Стукалочка – это такое народное изобретение, придуманное детворой для возведения объекта в степень белого каления. Делалась она просто: бралась некрупная картофелина, чтобы не больше толщины рамы, шилом прокалывалась насквозь перпендикулярно в двух местах, в дырочки продевалась длинная суровая нитка, лучше серого или буро-зеленого цвета, с одного конца оставлялся короткий хвостик, сантиметров 20, а с другой - длинный, метров 20-25. Короткий конец прилаживался к раме, обычно гвоздиком, вверху где-нибудь, посередке, а длинным все это устройство управлялась из какого-нибудь укрытия. Висит, значит, картошечка на окошечке, хозяину из избы ее за рамой не видать, а прохожему до нее и дела нет. Дергает злоумышленник за нитку из укрытия, вроде в окно кто-то стучит, хозяин выглянет – никого. Вот эту самую конструкцию и соорудили пацаны для вреднючей бабки Епифанихи. Подвесили на окошко, пока та по двору шаскала и залегли за землянкой напротив ее окошек темноты ждать.
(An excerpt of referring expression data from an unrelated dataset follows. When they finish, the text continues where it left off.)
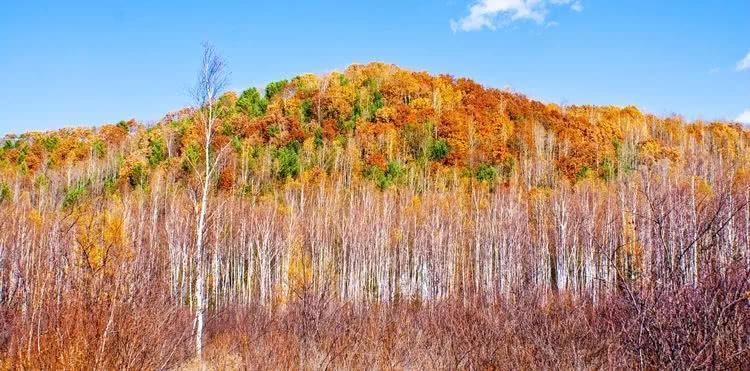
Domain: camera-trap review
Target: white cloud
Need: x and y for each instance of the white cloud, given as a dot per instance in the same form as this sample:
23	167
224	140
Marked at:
491	13
744	64
744	117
По весне темнеет быстро. Не успеет солнышко только коснуться верхушек голых еще деревьев, как тут уж и темень подоспела: плавно и незаметно укрывает она деревню, высыпают звезды, подсвечивая дымок из труб, свежеет воздух, и морозец опять начинает стеклить лужи и сковывать оттаявшую было землю. Мальчишки уже порядком промерзли, дожидаясь, когда Епифаниха угомонится и ляжет спать. Наконец, бабка пошептала молитву, несколько раз перекрестилась и потушила свет. Прошло еще минут 5, пока Федька Кислый скомандовал: - Давай! Рыжий Ванек стал тихонько дергать за нитку, картошка застучала в раму, точь в точь так, будто кто в окошко торкается. Епифаниха, ворча: «кого это принесла нелегкая», поднялась, подошла к окну и отодвинула занавеску. Пацаны затаились. - Хто та-ам?! – вглядываясь в темноту за окном, спросила басом Епифаниха. Не дождавшись ответа, бабка вздохнула: «Ветер поди» и, зевнув, направилась к кровати. Дождавшись, пока Епифаниха ляжет, Ванек постучал еще раз. Бабка завозилась, но не встала. Ванек застучал понастойчивее. Тогда бабка поднялась, надела тут же на стуле лежащий халат, башмаки из обрезанных валенок, и еще раз долго и пристально посмотрела в окно. Потом, накинув телогрейку, сунула босые ноги в калоши, отперла дверь и вышла на крыльцо. Постояла, прислушалась – тишина. Только речка недавно вскрывшаяся шумит, да кое-где нет-нет, да и залают собаки. «Чудеса» - подумала Епифаниха, хотела было вернуться в избу, да залюбовалась на тихую весеннюю ночь, стояла на крыльце и думала о том, как чудесно пробуждается природа, о родной деревне и о нелегкой своей вдовьей доле. - Слышь, пацаны, - забеспокоился Федька, - Куда это бабка-то подевалась? - Да пес ее разберет – отозвался рыжий Ванек, - вроде дверь хлопнула, айда на дворе поглядим. Мишаня, доставай фонарик. Толстый Мишаня бережно вынул из кармана круглый серебристый фонарик и протянул Ваньку: - На! Да гляди батарейки не посади! Митька узнает, по шее надает. - Ла-адно, жадина-говядина соленый огурец! – захихикал Ванек. Епифаника вздрогнула от внезапно резанувшего по глазам яркого света, сделала шаг вправо и грузно повалилась вниз с высокого крыльца. - Атас! – перепугался Ванек, - бабка с крыльца шмякнулась! Разбилась небось! Давай, Кислый, через забор, поглядеть надо, чего там? Бабка лежала на боку и тихонько стонала. Пацаны растерялись вконец. - Кислый, дуй за Михал Иванычем! Я пока за дядей Федей, - бросил Ванек и рванул в сторону Хитева двора.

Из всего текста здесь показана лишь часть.